From the webpage:
The Yahoo News Feed dataset is a collection based on a sample of anonymized user interactions on the news feeds of several Yahoo properties, including the Yahoo homepage, Yahoo News, Yahoo Sports, Yahoo Finance, Yahoo Movies, and Yahoo Real Estate. The dataset stands at a massive ~110B lines (1.5TB bzipped) of user-news item interaction data, collected by recording the user- news item interaction of about 20M users from February 2015 to May 2015. In addition to the interaction data, we are providing the demographic information (age segment and gender) and the city in which the user is based for a subset of the anonymized users. On the item side, we are releasing the title, summary, and key-phrases of the pertinent news article. The interaction data is timestamped with the user’s local time and also contains partial information of the device on which the user accessed the news feeds, which allows for interesting work in contextual recommendation and temporal data mining.
The dataset may be used by researchers to validate recommender systems, collaborative filtering methods, context-aware learning, large-scale learning algorithms, transfer learning, user behavior modeling, content enrichment and unsupervised learning methods.

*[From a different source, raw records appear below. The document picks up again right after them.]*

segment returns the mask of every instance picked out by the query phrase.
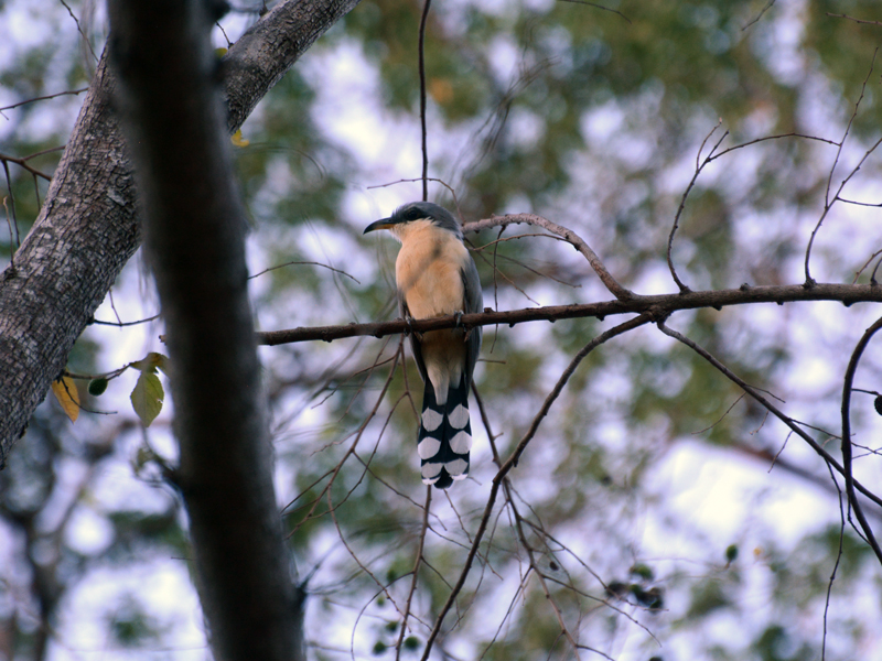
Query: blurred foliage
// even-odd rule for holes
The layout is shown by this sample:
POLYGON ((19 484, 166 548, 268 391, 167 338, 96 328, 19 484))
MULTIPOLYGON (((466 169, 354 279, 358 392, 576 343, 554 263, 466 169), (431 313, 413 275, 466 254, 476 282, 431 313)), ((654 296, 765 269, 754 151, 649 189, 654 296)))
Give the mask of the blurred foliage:
MULTIPOLYGON (((879 76, 868 78, 882 28, 828 14, 880 21, 876 4, 622 0, 609 3, 621 12, 615 13, 563 1, 435 2, 426 41, 430 174, 455 188, 466 219, 505 212, 544 215, 579 232, 626 286, 670 292, 668 236, 702 143, 701 156, 720 140, 717 153, 790 132, 838 141, 863 90, 836 176, 830 177, 830 167, 837 148, 827 142, 782 138, 744 147, 702 171, 679 219, 671 257, 692 289, 800 282, 805 245, 822 212, 828 178, 838 185, 879 139, 882 126, 879 76)), ((84 3, 72 8, 85 11, 84 3)), ((238 19, 256 20, 249 13, 255 7, 237 9, 238 19)), ((0 9, 12 11, 18 10, 0 9)), ((58 8, 40 11, 56 17, 58 8)), ((372 161, 359 152, 363 145, 346 142, 355 140, 354 133, 327 130, 327 115, 343 116, 355 104, 365 116, 378 116, 378 126, 394 127, 390 136, 376 137, 389 149, 418 136, 421 11, 422 4, 411 0, 364 0, 244 127, 248 144, 234 154, 252 227, 254 271, 297 261, 351 275, 310 263, 260 275, 255 307, 261 327, 395 316, 396 249, 386 237, 362 238, 375 218, 358 214, 365 199, 367 206, 388 199, 372 197, 368 186, 418 172, 387 162, 385 152, 372 161), (353 98, 355 78, 334 78, 333 65, 346 57, 354 58, 345 64, 357 71, 356 78, 376 79, 370 98, 362 91, 353 98)), ((0 72, 8 102, 87 84, 89 57, 79 52, 76 26, 63 18, 66 12, 57 17, 69 39, 17 46, 0 72)), ((97 52, 99 33, 94 43, 97 52)), ((58 97, 4 111, 9 119, 2 121, 9 123, 0 153, 23 158, 60 147, 79 102, 82 96, 58 97)), ((418 144, 407 147, 416 163, 418 144)), ((51 173, 60 153, 29 164, 51 173)), ((395 158, 408 161, 398 152, 395 158)), ((859 194, 878 195, 868 184, 879 180, 878 163, 869 159, 856 176, 859 194)), ((23 237, 46 184, 8 165, 23 237)), ((384 188, 383 195, 399 189, 384 188)), ((432 192, 452 207, 447 191, 432 192)), ((825 279, 850 282, 879 248, 872 221, 878 216, 868 223, 848 212, 825 220, 813 267, 825 279)), ((513 228, 503 238, 520 234, 535 231, 513 228)), ((469 238, 480 248, 498 234, 469 238)), ((12 245, 8 235, 0 237, 0 256, 8 258, 12 245)), ((558 241, 524 237, 474 254, 485 305, 494 308, 610 297, 578 254, 558 241)), ((869 281, 869 273, 861 281, 869 281)), ((853 346, 854 328, 865 326, 864 317, 852 321, 857 317, 843 311, 813 313, 796 305, 771 306, 771 312, 770 306, 744 307, 678 313, 669 324, 747 382, 786 399, 787 410, 797 411, 806 425, 835 434, 837 389, 850 350, 842 347, 853 346), (794 370, 811 360, 833 371, 822 386, 814 384, 815 377, 792 377, 805 375, 794 370)), ((277 484, 287 505, 293 562, 299 576, 309 577, 308 629, 315 658, 348 657, 351 640, 363 658, 390 658, 417 557, 417 592, 401 655, 422 652, 427 624, 458 579, 483 516, 496 470, 488 436, 504 460, 573 355, 619 321, 485 328, 476 391, 487 425, 473 403, 473 479, 449 494, 432 494, 426 530, 427 495, 413 443, 422 383, 409 356, 404 365, 400 354, 394 361, 397 338, 275 347, 262 354, 277 484)), ((89 372, 103 350, 87 335, 71 364, 89 372)), ((867 360, 873 361, 867 378, 878 381, 882 366, 872 356, 867 360)), ((589 355, 512 473, 455 615, 448 616, 435 644, 452 658, 567 659, 573 654, 561 635, 563 622, 580 644, 622 660, 670 661, 679 653, 815 659, 820 658, 825 611, 827 659, 859 658, 868 644, 880 643, 873 632, 879 570, 865 544, 843 533, 829 512, 819 513, 814 528, 786 534, 787 521, 765 518, 774 517, 766 512, 775 511, 794 484, 820 492, 836 513, 836 489, 824 466, 799 451, 792 454, 797 441, 740 395, 700 356, 652 328, 589 355), (787 443, 766 476, 767 458, 787 443), (684 475, 676 467, 688 448, 698 448, 692 452, 701 456, 701 467, 684 475), (738 516, 729 503, 702 501, 696 509, 707 512, 679 503, 695 485, 725 481, 703 475, 703 466, 720 456, 732 472, 750 465, 763 480, 762 488, 743 488, 738 505, 746 513, 731 527, 729 518, 738 516), (730 528, 734 531, 720 532, 730 528), (858 608, 854 594, 873 606, 858 608)), ((863 399, 856 407, 865 404, 870 414, 872 402, 863 399)), ((870 445, 872 424, 856 426, 870 445)), ((172 498, 152 509, 131 501, 109 507, 83 483, 75 496, 65 491, 69 509, 61 509, 67 518, 53 514, 54 527, 35 528, 37 518, 60 510, 57 494, 71 462, 99 475, 133 455, 153 456, 132 429, 131 421, 111 418, 73 435, 60 411, 46 407, 0 474, 3 534, 15 540, 18 563, 2 576, 0 614, 7 631, 15 633, 15 653, 42 658, 65 595, 99 568, 187 556, 172 498), (71 517, 83 511, 110 531, 110 541, 98 551, 77 550, 65 535, 71 517), (53 560, 41 564, 35 549, 44 549, 46 540, 53 560), (22 578, 29 575, 45 582, 22 578), (11 585, 26 597, 10 596, 11 585), (29 608, 39 613, 42 628, 9 615, 29 608)), ((162 432, 151 427, 151 434, 162 432)), ((873 457, 860 459, 859 469, 873 457)), ((135 463, 139 479, 158 483, 155 490, 168 496, 160 486, 161 467, 135 463)), ((105 614, 108 639, 120 649, 151 649, 171 636, 170 625, 144 599, 122 595, 105 614)))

The readme file for this dataset is located in part 1 of the download. Please refer to the readme file for a detailed overview of the dataset.
A great data set but one you aren’t going to see unless you have a university email account.
I thought when it took my regular Yahoo! login and I accepted the license agreement I was in. Not a chance!
No open data at Yahoo!
Why Yahoo! would have such a restriction, particularly in light of the progress towards open data is a complete mystery.
To be honest, even if I heard Yahoo!’s “reasons,” I doubt I would find them convincing.
If you have a university email address, good for you, download and use the data.
If you don’t have a university email address, can you ping me with the email of a decision maker at Yahoo! who can void this no open data policy?